The money will also go toward existing homeless outreach initiatives, including the city’s push to increase the number of subway police patrols with outreach workers present.
New York City’s homelessness crisis has long been regarded as the culmination of years of rising housing prices and unaddressed mental health and addiction issues. The COVID-19 pandemic’s crushing economic and health consequences only increased the velocity of a long-standing problem.Thousands of homeless people sleep in public spaces every night, according to the Coalition for the Homeless.
“You know and I know, the approaches we have carried out in the past, they have been failing,” Adams said at the Tuesday press conference. “If you continue to do the same things the same way, you’re going to get the same result. This generational crisis has been ignored for too long.”
Some homeless advocacy organizations praised the initiative, saying it was a step in the right direction and certainly an improvement from some of Adams’ previous rhetoric on the issue.
Shelly Nortz, deputy executive director for policy at the Coalition for the Homeless, said the coalition had been disappointed by many of the mayor’s announcements about homelessness, starting with the time when he likened homeless people in the subway to a cancer. Still, she said, private donations from donors like the 61 businesses was an essential part of tackling the issue, in addition to the city investing in housing and other resources.

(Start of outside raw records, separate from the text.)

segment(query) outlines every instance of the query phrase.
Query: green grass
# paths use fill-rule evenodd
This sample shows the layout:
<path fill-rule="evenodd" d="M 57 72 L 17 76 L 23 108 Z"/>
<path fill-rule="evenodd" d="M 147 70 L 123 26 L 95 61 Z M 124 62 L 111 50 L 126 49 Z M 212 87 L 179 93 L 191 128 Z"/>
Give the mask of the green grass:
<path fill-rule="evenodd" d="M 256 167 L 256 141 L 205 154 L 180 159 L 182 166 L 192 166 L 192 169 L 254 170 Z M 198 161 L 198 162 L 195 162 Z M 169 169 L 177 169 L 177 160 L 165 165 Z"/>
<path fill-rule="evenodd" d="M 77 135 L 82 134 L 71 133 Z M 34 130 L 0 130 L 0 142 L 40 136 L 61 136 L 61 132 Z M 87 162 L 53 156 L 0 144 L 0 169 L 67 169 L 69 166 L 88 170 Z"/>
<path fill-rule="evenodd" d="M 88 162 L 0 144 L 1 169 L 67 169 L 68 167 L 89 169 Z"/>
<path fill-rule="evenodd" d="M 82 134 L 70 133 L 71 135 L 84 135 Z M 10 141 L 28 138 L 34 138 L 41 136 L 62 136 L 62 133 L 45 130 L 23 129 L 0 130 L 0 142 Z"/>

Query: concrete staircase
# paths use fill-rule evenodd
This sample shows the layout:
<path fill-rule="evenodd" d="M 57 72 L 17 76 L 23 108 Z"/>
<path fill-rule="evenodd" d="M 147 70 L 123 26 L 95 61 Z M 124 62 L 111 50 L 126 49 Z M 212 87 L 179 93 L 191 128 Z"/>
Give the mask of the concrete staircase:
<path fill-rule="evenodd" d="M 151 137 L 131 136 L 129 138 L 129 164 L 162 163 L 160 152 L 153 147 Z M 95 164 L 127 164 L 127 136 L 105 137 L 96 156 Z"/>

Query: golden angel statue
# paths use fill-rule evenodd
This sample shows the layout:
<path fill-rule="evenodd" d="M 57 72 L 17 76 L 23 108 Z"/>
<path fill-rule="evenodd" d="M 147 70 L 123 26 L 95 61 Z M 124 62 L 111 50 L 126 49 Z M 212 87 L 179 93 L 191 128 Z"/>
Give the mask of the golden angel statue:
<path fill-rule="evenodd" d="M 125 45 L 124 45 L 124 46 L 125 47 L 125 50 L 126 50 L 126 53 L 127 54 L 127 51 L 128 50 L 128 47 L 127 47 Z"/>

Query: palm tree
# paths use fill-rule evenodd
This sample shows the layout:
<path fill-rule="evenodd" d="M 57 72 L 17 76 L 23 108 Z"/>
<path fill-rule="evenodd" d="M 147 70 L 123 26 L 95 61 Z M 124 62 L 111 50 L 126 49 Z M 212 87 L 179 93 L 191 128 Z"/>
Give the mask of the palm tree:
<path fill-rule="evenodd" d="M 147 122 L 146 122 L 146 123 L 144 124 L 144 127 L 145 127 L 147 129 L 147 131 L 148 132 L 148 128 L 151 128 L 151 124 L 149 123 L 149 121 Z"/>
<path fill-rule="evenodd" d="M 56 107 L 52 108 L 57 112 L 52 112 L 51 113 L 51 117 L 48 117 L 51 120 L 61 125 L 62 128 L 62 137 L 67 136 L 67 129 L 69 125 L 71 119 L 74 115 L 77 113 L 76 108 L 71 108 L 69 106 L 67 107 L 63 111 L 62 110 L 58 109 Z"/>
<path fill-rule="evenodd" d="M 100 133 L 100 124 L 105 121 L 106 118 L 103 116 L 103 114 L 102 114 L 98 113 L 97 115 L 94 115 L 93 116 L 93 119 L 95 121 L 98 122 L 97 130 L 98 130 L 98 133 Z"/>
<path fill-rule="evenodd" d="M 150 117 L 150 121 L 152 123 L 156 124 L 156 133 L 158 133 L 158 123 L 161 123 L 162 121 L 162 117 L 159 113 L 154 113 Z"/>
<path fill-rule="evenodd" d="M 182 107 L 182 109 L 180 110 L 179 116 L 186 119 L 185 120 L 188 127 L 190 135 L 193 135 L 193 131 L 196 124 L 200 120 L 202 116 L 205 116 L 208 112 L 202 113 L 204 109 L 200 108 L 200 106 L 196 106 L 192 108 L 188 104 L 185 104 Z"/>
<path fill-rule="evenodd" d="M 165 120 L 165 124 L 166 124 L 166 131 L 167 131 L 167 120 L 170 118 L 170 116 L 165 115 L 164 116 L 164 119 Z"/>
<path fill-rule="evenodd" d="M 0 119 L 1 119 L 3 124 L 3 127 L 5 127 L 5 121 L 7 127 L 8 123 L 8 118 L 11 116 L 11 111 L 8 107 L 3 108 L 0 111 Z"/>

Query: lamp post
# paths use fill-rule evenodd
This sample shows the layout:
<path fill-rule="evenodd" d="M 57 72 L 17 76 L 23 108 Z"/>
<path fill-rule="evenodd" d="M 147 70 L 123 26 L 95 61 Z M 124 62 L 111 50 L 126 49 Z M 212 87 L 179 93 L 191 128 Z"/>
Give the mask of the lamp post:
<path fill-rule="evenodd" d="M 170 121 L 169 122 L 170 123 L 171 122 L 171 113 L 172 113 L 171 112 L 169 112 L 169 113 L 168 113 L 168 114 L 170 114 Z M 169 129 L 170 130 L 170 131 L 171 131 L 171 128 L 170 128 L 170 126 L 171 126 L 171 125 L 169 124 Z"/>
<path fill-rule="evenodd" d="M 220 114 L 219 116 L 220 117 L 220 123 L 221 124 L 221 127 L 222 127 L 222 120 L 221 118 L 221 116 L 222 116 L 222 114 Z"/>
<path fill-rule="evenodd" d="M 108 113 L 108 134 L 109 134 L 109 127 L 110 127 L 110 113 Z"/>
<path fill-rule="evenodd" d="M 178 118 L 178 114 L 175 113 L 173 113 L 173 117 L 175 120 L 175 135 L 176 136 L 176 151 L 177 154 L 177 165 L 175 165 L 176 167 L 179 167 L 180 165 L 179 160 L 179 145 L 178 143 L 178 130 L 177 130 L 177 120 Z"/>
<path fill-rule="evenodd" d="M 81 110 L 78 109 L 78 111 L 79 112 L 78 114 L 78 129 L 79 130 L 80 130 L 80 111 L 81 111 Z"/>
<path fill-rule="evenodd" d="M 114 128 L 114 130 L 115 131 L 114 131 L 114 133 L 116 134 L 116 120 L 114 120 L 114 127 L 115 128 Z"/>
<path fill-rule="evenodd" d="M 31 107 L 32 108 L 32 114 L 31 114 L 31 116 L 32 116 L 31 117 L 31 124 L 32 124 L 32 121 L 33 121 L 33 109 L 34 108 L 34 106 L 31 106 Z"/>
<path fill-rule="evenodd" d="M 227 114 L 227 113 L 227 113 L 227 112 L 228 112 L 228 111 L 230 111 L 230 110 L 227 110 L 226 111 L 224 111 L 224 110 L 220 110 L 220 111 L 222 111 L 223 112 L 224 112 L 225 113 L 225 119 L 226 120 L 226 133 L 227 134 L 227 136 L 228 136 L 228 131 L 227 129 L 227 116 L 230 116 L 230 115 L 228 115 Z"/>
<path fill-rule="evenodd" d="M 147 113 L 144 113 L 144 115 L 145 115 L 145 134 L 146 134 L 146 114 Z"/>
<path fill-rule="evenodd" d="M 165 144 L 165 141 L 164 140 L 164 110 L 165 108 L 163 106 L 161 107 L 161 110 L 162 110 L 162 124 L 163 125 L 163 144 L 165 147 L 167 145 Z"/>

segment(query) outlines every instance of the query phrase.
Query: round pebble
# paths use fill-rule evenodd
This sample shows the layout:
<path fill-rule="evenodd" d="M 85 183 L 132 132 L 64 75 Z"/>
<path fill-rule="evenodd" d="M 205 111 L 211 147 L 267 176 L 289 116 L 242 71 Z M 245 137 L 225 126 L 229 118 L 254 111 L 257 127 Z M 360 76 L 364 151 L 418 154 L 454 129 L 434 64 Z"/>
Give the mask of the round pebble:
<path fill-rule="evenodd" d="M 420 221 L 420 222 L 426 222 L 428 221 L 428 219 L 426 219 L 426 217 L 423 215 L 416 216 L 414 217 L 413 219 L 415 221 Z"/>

“We welcome the addition of more corporate support to underwrite expanded Breaking Ground outreach services, and we urge Mayor Adams to substantially increase city investments in permanent affordable and supportive housing so desperately needed by all homeless New Yorkers,” she said.
While advocates lauded the initiative’s focus on getting homeless New Yorkers connected with mental health care, they said that families experiencing homelessness – the vast majority of whom live in shelters – should not be forgotten in funding and conversations about the issue.
Adams said the new outreach teams will likely be up and running by the early fall.
“We’ve ignored the problem as New Yorkers,” he said. “Everyone wants to point to one administration, but as New Yorkers we’ve normalized our fellow brothers and sisters sleeping on the street and I’m not going to normalize that.”